Record Swimmer Diana Nyad’s Next Horizon: Broadway!

Diana Nyad has “Broadway lights” on her mind. The celebrated endurance swimmer, who, after four failed attempts over 35 years, completed her long journey – in 52 hours, 54 minutes and 18 seconds – from the rocky shoreline of Havana, Cuba, to Key West, Fla., on Labor Day, is eyeing a new horizon.

“I’m a versatile person, and I do have other talents, and do tell stories well from stage,” Nyad told ABC News. “Just because I think big, it’s so audacious of me to sit here today and say, ‘I’m gonna make it to Broadway!’”

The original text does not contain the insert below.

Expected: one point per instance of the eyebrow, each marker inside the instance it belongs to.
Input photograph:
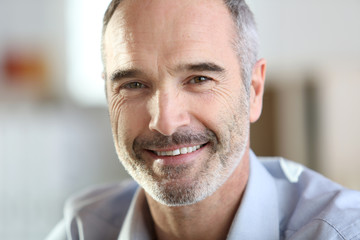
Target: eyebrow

The 64-year-old began a life of lengthy swims in the early 1970s when an illness, injury and middling sprint times drowned dreams of Olympic glory. "I haven't come close to my potential in marathon swimming yet,” she said in a 1971 Sports Illustrated profile, “but I'd trade all of what I'm going to be for an Olympic gold medal.”

Hearing those words read back today, Nyad raised her eyebrows. Her wide, wild smile disappeared.

“I don’t know the young person who said that,” she deadpanned. “Obviously, I don’t feel the same way.”

And just as quickly, she’s back. Nyad’s energy, depleted but never defeated during nearly 53 hours in the ocean, where she battled angry sea swells, saltwater flooding her lungs, unfriendly currents, and the threat of poisonous jellyfish stings and a shark attack, transcends sports. So when she’s not training, Nyad travels the country delivering motivational speeches. She has delivered a TED Talk about “how to prepare mentally to achieve an extreme dream.”

Her successful crossing of the Florida Straits, without a shark cage, was the first of its kind.

“These long ultra-endurance swims are a little bit of a microcosm of life. You never take anything for granted. You feel great in your life, you’re swinging the tiger by the tail and whatnot, but is it going to be the same tomorrow? Or next week? Or next year? Maybe not. Could even be probably not. You just lap it up right now, because it’s what you got,” she said, gaining steam.

“So if I’m swimming along in that first hour and it’s like glass right off of Cuba, which it was, and I’m feeling like poetry in motion, I don’t say to myself, ‘Whoa! This is going to be for the next two days! Day and night and day and night and I’m just going to cruise.’ No! I know that it’s going to change, which it did. Winds came up and I was throwing my guts up through that first night because I was taking in water through that jellyfish mask. Oh my god! Are you kidding me? I got tomorrow and then the next day and two nights, maybe three nights! Forget about that. Just make it through the day. … That’s the way I divide it up: Day and night, day and night.”

It’s a monologue, a story, which seems destined for the stage. The only question is where. Nyad, naming Broadway power player Joel Grey as her preference, is looking for a producer to lead her down the Great White Way.

ABC News' Luis Yordán and Nick Poppy contributed to this episode.